Thursday, January 13, 2011

The Convertible Debt Seed Financing

The trend in seed series financing is to use convertible debt rather than preferred stock. Well reasoned articles on point are here and here but below find a summary of the issue.

The explanation begins with distinguishing the fundamentals of the two forms of financing. Convertible debt works as follows: it starts as just a loan - a right for the lender (in this case an angel investor) to get his money back plus some interest - but changes (or "converts") into a right for the lender to receive stock (of the equivalent value to the loan) at the occurrence of some future event (usually, the next round of financing). Preferred stock on the other hand is just stock, albeit with special economically advantageous liquidation and preference rights as well as certain control rights and that is usually convertible into common stock ("stock" stock, like the kind you buy on eTrade).
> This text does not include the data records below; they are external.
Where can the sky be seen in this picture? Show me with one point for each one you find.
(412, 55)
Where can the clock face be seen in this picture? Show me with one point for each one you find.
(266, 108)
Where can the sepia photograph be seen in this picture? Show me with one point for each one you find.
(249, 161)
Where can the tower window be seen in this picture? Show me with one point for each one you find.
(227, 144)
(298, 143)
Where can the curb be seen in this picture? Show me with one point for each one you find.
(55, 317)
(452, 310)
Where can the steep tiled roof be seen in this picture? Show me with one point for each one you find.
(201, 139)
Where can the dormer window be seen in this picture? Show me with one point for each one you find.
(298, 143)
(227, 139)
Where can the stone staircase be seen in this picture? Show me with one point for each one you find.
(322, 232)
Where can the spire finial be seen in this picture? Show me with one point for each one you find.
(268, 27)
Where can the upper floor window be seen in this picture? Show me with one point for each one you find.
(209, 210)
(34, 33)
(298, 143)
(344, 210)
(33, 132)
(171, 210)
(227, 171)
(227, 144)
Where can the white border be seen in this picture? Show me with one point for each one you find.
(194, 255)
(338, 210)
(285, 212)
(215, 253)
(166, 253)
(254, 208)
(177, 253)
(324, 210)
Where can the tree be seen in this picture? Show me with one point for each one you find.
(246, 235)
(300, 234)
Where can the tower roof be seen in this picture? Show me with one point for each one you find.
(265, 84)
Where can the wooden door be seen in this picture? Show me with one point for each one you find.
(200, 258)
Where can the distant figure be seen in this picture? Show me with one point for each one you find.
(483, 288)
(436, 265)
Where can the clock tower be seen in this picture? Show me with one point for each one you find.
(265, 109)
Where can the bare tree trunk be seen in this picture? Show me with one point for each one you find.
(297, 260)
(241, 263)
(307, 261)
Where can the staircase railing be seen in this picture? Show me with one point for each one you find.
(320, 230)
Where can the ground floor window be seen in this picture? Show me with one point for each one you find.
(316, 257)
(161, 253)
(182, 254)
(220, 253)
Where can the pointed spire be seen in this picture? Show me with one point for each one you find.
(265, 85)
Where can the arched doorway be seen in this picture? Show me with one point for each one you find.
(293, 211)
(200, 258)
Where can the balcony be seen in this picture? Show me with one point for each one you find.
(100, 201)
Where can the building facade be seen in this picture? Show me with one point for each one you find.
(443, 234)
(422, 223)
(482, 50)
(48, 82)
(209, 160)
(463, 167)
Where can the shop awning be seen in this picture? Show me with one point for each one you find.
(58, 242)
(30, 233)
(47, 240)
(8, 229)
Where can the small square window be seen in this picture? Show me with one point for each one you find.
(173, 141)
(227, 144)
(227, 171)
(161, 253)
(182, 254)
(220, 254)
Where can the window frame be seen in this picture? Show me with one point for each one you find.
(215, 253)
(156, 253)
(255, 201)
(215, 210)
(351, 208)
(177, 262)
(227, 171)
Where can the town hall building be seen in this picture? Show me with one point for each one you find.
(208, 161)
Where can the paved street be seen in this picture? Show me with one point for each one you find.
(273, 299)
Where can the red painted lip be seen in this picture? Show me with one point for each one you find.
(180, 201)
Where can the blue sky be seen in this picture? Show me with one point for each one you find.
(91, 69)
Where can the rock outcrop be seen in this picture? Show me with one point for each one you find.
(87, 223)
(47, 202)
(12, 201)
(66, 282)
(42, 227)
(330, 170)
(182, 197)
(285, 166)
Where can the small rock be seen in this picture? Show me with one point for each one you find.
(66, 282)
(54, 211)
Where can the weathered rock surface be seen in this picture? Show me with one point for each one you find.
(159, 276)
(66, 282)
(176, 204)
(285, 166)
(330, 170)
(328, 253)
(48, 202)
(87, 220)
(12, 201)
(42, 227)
If all things are equal, convertible debt militates to the company's advantage, and in a big way. If a company is roughly worth $100K, for example, and Joe Angel gives $50K in exchange for $50K of convertible debt rights, and a year later Sequoia Capital gives $10 Million of Series A at a $20 Million valuation, then Joe Angel's debt converts to $50K of stock, or less than 1% of the company. By contrast, if Joe Angel had received preferred stock, he'd own 50% of a $10MM company prior to the investment.FN1

To correct for this outcome, however, investors now typically require a "cap" or control on the conversion ratio. Other blogs have detailed precisely how this works (the usual mechanic is that the investor gets the better of i) a capped valuation (no matter how high the future Series A valuation is the conversion calculus will hypothesize the valuation to be some predetermined lower amount and ii) some additional multiple (like 2x) of their investment) (both give the investor a higher percentage equity ownership) but the upshot is that the conversion calculus is usually rigged such that ownership levels approximate a preferred stock seed financing.FN2

And yet, convertible debt remains the better option for companies, for two reasons. First, transacting/paperworking a convertible debt is at present simpler (no voting rights agreement, no investor rights agreement, etc.) and therefore cheaper (the usual numbers kicked around are $5-10K versus $25-30K but as model seed series docs become increasingly available this discrepancy will probably diminish) and second, there's no need to perform/argue about an initial valuation of the company.

FN1. What happens if the Series A financing never happens? Usually, a company with no money and no prospects owes the angel investor $50K plus interest. People will move on. 

FN2. One commentator asserts that convertible debt with a cap IS a "priced equity round" or preferred stock financing (due to the way the accounting ends up delivering to the investor the (roughly) same ownership percentage).